Esta calesita de la que es objeto la mujer nos habla de la desconfianza estructural que estas instituciones imparten hacia la mujer. Una justicia que se mueve a requerimiento de parte, que no está dispuesta a actuar de oficio. Corresponde a la mujer activar la justicia. La mujer carga con el dolor y los prejuicios de las instituciones. Una justicia que carga todo a la cuenta de la mujer. Por ejemplo, en vez de monitorear de oficio la restricción que dispuso para el agresor, a través de una pulsera en el tobillo del hombre, será otra vez la mujer la que debe apretar un botón antipánico si observa que su agresor se acerca a su residencia o la persigue en el barrio. Una medida que, en vez de garantizarle libertad a la mujer, tiende a encerrarla otra vez en su casa.
La justicia sigue siendo la cosa nostra. No solo porque estamos frente a una familia que trasmite sus saberes entre la parentela, sino porque habla con el lenguaje de la autoridad patriarcal. Un tipo de violencia transfigurada, hecha de sentencias que nunca llegan y cuando se firman tampoco mucho se entienden; una violencia que se averigua en la jerga y sus formalismos vetustos, cuando descontrola o exime a las policías a tener que rendir cuentas, y sobre todo en el laberinto que dispone alrededor de la mujer agredida.
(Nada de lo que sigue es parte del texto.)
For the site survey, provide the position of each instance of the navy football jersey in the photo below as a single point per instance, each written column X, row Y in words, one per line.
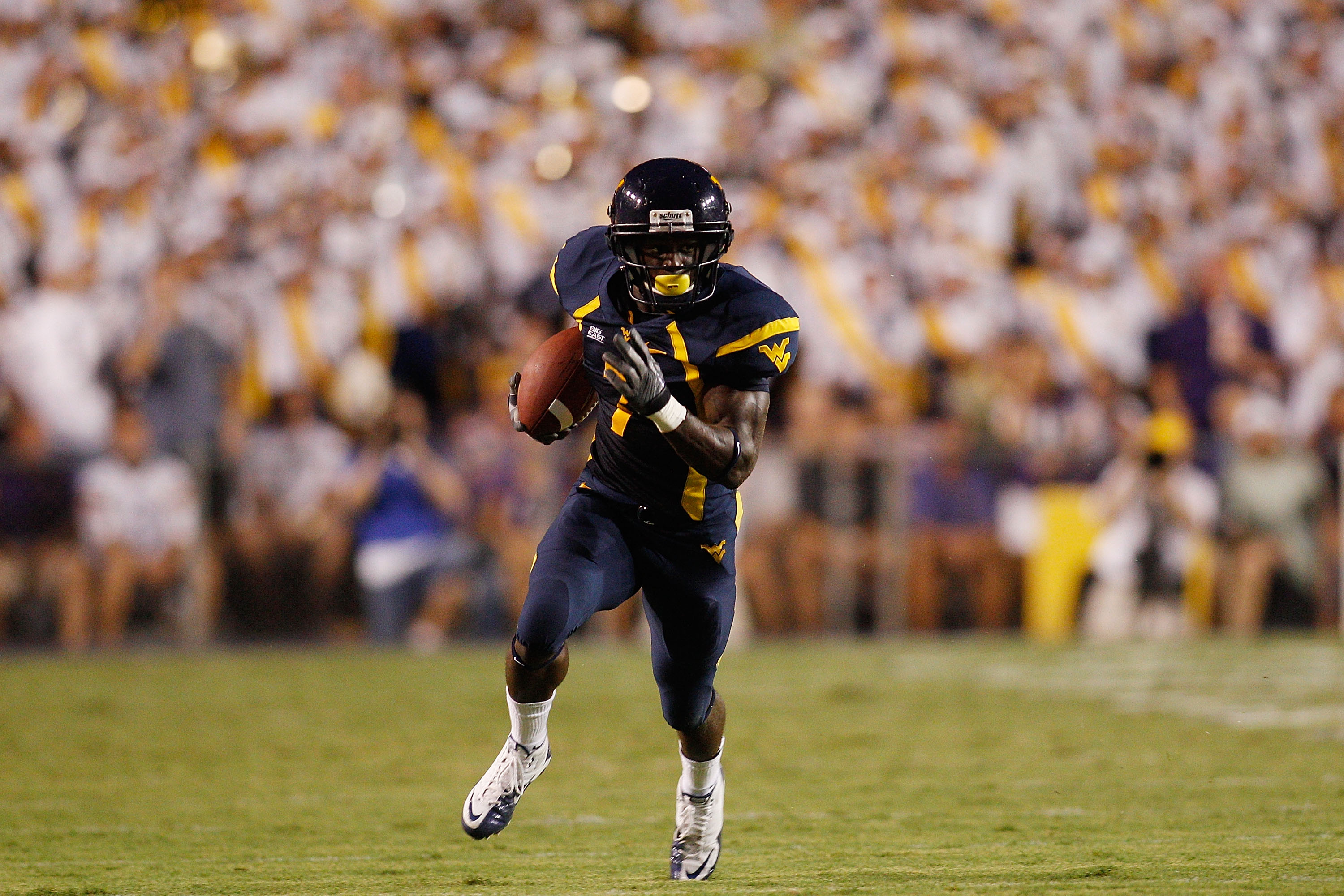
column 745, row 338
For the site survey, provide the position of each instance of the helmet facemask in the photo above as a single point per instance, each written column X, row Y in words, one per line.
column 672, row 262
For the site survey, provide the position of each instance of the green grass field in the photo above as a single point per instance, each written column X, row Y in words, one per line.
column 882, row 767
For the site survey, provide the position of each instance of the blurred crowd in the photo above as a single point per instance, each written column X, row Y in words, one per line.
column 1072, row 279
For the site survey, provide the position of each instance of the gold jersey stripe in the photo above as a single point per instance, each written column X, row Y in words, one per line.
column 679, row 352
column 586, row 309
column 693, row 495
column 773, row 328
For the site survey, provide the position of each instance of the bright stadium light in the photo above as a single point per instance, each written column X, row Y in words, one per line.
column 553, row 162
column 211, row 50
column 632, row 94
column 389, row 199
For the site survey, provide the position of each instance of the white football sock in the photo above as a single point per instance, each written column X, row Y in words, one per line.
column 527, row 720
column 698, row 778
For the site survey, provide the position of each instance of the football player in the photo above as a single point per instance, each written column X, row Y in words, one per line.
column 681, row 348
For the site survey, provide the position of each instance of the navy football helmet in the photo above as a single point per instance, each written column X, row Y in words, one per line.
column 670, row 227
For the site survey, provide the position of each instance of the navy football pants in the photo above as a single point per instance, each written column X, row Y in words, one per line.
column 599, row 554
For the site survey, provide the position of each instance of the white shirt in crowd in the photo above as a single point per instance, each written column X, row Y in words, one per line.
column 150, row 508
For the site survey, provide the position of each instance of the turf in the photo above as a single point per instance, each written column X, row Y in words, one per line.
column 882, row 767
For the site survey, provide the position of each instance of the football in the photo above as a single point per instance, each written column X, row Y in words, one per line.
column 554, row 394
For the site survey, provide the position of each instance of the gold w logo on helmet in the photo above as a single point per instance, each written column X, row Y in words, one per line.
column 777, row 355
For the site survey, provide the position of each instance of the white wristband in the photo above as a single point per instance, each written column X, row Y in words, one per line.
column 670, row 416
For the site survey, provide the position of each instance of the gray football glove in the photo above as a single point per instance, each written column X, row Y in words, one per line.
column 636, row 375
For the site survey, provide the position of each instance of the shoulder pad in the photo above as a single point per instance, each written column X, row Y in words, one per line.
column 581, row 269
column 758, row 332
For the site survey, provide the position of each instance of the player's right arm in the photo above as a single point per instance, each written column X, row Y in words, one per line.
column 724, row 445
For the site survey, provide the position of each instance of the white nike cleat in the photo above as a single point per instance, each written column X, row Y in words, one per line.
column 491, row 804
column 699, row 833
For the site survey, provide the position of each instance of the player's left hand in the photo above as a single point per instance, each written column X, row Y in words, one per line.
column 632, row 370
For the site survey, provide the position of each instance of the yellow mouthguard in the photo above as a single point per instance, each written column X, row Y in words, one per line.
column 672, row 284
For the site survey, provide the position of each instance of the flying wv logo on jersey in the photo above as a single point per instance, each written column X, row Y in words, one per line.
column 777, row 354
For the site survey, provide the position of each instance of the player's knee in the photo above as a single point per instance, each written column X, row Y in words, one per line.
column 535, row 659
column 686, row 710
column 542, row 624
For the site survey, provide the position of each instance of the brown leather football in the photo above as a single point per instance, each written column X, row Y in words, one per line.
column 554, row 391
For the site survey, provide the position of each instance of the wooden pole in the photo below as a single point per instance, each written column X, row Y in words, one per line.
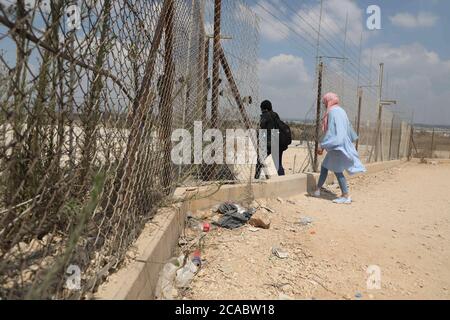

Los jueces son la mejor cerradura para la esfera privada. No hay orden de restricción para ningún padre, marido o novio violento; los oficios que tarda en escribir y una vez escritos en firmar o comunicar, las disposiciones que nunca monitorea, constituyen la mejor manera de mantener alejada a la fuerza pública de la casa de la mujer violentada, territorio del jefe del hogar. Se trata de un pacto entre hombres. Salvo la Iglesia, nadie tiene permitido meter las narices donde no le incumbe. La mujer, como casi todas las cosas que se encuentran dentro de la casa, pertenecen al hombre, es propiedad exclusiva del hombre, y eso será hasta que la muerte los separe. No hay femicidios sin justicia patriarcal.
*Docente e investigador de la UNQ. Autor de “Temor y control: la gestión de la inseguridad como forma de gobierno”. Miembro del CIAJ y la Campaña Nacional Contra la Violencia Institucional.